6. Interpretation, limitations, and relation to adjacent research
Bidirectional GaitNet is best understood as an anatomy–gait generative model rather than a recognition model. This distinguishes it from biometric gait-recognition systems that use bidirectional temporal modeling for identity matching. A later pose-based recognition system, for example, combined MediaPipe-extracted 3D body landmarks, Procrustes alignment, and a Siamese dual-stacked bidirectional GRU metric-learning model, but that work explicitly stated that it was not actually GaitNet (Progga et al., 2024). Other adjacent models use bidirectional sequence processing for different purposes, including BGaitR-Net for occluded gait sequence reconstruction with a Bi-LSTM (Kumara et al., 2021), a dual-dataset CNN-LSTM framework with bidirectional LSTM layers for explainable gait abnormality detection (Agarwal et al., 19 Sep 2025), and a Transformer masked autoencoder that uses non-causal self-attention to generate a subject-specific “normative twin” from abnormal gait (Motta et al., 2 Apr 2026). These works are related in mechanism or application, but they do not redefine the specific meaning of Bidirectional GaitNet (Kumara et al., 2021, Agarwal et al., 19 Sep 2025, Motta et al., 2 Apr 2026).
The limitations reported for Bidirectional GaitNet are biomechanically specific. Joint errors remain higher for talus or ankle and femur joints; upper-body muscle inference is weak because upper-body motion during walking is less constrained by gait mechanics; and the anatomy model omits the nervous system, a flexible tendon model beyond the chosen musculotendon abstraction, and skin. The input currently requires mocap, which the paper identifies as expensive and cumbersome in practice. The stated future directions are monocular video via video-to-mocap pipelines, more complex full-body or facial musculoskeletal models, richer anatomical models with volumetric muscles, and improved network architectures or losses, possibly with Transformers, especially for joints with larger variation (Park et al., 2023).

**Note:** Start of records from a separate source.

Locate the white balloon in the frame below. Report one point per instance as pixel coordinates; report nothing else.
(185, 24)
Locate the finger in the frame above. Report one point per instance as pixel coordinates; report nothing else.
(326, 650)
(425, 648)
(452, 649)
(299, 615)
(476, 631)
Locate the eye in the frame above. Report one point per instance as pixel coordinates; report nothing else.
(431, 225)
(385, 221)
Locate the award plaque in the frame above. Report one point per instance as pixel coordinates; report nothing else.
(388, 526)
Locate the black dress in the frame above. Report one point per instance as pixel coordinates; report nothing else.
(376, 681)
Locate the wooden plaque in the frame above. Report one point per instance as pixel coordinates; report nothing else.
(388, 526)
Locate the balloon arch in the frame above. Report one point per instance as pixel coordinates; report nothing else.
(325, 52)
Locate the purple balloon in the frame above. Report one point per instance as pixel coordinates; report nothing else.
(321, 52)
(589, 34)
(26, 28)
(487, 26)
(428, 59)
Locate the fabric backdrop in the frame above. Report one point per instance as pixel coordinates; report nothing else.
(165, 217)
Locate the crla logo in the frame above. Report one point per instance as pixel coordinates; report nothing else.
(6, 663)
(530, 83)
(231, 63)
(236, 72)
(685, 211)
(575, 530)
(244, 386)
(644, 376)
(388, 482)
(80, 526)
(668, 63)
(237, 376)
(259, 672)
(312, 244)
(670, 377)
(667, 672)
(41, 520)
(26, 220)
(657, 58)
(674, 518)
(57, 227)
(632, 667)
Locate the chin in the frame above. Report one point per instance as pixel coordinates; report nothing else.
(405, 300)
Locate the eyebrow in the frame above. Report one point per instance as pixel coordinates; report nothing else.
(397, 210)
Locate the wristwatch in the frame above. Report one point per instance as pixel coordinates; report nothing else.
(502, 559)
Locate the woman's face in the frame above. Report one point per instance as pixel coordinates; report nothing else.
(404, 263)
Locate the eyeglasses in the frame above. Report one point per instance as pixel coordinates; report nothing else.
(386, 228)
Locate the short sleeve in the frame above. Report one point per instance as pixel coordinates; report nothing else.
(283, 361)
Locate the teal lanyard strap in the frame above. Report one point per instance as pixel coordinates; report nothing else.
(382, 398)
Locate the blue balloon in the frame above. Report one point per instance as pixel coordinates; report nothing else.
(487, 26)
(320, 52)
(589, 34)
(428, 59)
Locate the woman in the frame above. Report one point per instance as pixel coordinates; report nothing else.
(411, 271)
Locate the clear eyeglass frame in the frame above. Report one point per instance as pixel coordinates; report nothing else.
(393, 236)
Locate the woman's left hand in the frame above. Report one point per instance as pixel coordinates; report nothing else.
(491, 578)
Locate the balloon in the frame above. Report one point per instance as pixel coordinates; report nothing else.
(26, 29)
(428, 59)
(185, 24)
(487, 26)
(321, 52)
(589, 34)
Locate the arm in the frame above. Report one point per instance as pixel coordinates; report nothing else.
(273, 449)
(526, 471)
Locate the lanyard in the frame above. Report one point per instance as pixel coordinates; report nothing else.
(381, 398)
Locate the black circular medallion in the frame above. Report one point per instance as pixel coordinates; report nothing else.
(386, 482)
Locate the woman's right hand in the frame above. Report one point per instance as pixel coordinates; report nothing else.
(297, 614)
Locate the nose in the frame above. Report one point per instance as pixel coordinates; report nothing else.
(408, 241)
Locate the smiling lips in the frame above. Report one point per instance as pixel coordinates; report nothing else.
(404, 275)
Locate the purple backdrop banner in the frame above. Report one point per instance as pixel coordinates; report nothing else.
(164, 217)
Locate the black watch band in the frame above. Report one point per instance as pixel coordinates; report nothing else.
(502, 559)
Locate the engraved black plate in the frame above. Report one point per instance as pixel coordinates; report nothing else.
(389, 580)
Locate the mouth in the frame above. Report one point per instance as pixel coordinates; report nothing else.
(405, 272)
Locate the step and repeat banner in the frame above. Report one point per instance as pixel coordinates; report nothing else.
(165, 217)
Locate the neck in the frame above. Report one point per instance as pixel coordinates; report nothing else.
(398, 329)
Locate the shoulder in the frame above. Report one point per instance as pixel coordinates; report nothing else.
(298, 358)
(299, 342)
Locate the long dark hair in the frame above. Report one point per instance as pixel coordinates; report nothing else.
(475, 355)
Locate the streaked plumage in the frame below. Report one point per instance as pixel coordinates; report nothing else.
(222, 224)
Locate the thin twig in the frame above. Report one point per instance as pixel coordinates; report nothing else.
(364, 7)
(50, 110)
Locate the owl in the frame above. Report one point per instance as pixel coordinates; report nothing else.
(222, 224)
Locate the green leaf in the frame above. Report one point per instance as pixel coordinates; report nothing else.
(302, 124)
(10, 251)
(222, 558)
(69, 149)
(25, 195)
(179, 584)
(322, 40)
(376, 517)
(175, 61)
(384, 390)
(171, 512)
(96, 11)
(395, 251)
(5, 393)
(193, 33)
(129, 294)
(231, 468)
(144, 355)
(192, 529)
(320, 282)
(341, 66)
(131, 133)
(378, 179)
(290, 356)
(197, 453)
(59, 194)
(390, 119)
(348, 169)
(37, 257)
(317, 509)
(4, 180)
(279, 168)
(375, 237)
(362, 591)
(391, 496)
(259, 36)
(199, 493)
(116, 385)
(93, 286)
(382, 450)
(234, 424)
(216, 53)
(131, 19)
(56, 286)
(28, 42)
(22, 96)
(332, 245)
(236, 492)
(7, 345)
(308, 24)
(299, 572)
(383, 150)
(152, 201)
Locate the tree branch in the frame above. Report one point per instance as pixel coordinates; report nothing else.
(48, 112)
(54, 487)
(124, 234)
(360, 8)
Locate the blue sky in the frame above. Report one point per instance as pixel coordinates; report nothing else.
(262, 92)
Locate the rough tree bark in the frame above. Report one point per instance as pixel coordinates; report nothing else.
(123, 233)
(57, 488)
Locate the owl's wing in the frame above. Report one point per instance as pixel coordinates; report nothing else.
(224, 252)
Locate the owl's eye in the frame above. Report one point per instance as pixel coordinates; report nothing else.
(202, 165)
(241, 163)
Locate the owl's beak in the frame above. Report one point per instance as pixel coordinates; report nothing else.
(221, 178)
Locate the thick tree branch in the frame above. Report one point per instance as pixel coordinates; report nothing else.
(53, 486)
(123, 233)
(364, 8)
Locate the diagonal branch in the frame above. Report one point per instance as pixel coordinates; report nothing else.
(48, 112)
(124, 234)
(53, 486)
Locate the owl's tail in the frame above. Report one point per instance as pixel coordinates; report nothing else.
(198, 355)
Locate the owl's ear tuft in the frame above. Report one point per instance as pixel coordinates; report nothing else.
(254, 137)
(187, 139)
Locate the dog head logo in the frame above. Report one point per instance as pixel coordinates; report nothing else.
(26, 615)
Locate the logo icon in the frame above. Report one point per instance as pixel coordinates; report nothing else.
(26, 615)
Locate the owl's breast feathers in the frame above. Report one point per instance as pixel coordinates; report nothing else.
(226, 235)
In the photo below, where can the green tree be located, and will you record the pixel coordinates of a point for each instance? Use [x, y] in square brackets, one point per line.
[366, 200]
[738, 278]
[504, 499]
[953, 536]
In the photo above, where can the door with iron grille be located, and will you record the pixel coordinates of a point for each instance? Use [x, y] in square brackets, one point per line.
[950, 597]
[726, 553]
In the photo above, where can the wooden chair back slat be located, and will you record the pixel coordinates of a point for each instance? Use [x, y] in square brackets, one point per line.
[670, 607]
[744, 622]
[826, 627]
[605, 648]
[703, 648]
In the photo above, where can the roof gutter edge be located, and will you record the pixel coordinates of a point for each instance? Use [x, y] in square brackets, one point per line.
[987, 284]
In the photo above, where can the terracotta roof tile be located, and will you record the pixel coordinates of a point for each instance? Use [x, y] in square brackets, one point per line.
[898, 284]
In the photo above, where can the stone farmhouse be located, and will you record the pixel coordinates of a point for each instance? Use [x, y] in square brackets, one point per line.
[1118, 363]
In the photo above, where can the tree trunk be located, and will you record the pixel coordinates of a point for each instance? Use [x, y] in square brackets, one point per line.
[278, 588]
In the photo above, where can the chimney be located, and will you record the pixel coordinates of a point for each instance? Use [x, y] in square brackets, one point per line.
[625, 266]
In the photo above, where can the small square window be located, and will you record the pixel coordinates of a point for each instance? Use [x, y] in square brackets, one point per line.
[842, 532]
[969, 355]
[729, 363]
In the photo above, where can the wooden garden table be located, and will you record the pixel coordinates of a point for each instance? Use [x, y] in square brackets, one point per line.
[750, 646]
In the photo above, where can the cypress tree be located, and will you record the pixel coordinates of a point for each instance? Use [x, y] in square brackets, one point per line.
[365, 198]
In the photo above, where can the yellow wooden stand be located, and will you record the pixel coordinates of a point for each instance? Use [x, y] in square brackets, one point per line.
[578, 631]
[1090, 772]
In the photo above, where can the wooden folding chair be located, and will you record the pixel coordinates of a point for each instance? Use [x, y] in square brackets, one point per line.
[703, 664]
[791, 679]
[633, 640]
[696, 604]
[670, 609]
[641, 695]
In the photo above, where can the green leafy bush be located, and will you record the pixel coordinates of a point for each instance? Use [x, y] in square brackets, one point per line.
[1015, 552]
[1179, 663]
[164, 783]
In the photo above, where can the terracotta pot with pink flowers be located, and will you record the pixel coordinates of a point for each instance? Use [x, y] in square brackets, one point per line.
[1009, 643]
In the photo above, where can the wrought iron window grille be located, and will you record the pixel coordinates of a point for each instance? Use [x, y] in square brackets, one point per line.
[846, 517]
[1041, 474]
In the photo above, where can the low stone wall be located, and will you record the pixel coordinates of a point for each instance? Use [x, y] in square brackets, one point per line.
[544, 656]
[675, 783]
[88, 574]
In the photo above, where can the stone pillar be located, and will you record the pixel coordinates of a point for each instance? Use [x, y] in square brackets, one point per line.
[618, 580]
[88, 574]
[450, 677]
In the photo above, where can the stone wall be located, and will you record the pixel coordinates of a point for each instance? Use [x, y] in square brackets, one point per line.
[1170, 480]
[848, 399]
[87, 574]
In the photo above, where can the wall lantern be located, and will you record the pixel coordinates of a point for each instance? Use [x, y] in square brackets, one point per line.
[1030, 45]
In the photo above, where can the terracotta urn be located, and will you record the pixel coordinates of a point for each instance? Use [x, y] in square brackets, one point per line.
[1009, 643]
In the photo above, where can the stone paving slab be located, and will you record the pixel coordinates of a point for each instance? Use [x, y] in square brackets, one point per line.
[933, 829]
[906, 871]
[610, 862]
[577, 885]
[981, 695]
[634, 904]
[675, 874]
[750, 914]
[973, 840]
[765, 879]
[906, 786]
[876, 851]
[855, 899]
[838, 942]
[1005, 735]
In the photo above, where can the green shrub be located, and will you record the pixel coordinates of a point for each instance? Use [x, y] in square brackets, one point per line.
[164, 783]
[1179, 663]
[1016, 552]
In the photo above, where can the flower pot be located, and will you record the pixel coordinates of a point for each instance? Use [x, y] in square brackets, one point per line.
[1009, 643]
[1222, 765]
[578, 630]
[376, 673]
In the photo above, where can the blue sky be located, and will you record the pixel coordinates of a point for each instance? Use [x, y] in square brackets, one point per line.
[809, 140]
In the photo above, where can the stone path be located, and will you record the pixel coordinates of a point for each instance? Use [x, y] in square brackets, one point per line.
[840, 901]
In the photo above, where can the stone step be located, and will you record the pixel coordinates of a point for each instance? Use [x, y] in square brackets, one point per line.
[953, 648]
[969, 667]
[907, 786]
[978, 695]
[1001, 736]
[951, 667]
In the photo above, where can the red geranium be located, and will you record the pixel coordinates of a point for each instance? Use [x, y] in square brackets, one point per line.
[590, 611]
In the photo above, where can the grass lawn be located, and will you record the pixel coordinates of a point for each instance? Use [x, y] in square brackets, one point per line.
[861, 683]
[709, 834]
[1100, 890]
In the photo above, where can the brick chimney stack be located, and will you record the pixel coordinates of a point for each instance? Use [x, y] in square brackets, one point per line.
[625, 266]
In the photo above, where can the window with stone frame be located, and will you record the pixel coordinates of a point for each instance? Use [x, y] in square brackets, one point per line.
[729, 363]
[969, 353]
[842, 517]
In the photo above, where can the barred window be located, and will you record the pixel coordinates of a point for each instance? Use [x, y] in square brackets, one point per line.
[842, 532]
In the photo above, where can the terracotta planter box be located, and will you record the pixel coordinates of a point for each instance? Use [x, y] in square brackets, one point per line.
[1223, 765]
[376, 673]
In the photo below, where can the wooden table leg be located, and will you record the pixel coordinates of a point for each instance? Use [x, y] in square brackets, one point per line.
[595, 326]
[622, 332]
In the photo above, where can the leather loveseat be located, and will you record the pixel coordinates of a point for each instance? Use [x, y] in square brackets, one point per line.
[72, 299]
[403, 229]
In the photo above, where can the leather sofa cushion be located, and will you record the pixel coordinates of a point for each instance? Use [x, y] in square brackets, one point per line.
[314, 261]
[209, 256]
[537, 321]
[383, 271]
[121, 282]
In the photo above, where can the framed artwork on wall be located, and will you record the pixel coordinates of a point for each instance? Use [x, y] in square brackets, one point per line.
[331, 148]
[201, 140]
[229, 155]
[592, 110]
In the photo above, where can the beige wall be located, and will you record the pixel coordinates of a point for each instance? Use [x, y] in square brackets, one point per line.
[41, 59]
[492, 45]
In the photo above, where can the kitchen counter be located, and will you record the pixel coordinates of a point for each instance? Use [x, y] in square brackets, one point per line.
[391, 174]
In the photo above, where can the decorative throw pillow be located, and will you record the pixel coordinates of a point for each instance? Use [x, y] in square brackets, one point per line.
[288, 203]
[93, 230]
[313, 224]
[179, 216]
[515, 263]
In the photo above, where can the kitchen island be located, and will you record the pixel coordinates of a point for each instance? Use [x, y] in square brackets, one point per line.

A plausible implication is that the model’s principal contribution is not merely bidirectionality in a sequence-modeling sense, but a probabilistic bidirectional coupling between latent anatomical conditions and dynamically generated gait. In that sense, Bidirectional GaitNet occupies a distinct position: it connects musculoskeletal simulation, surrogate forward modeling, and inverse inference in a single framework, with the backward direction explicitly designed to reflect the many-to-one nature of gait pathology (Park et al., 2023).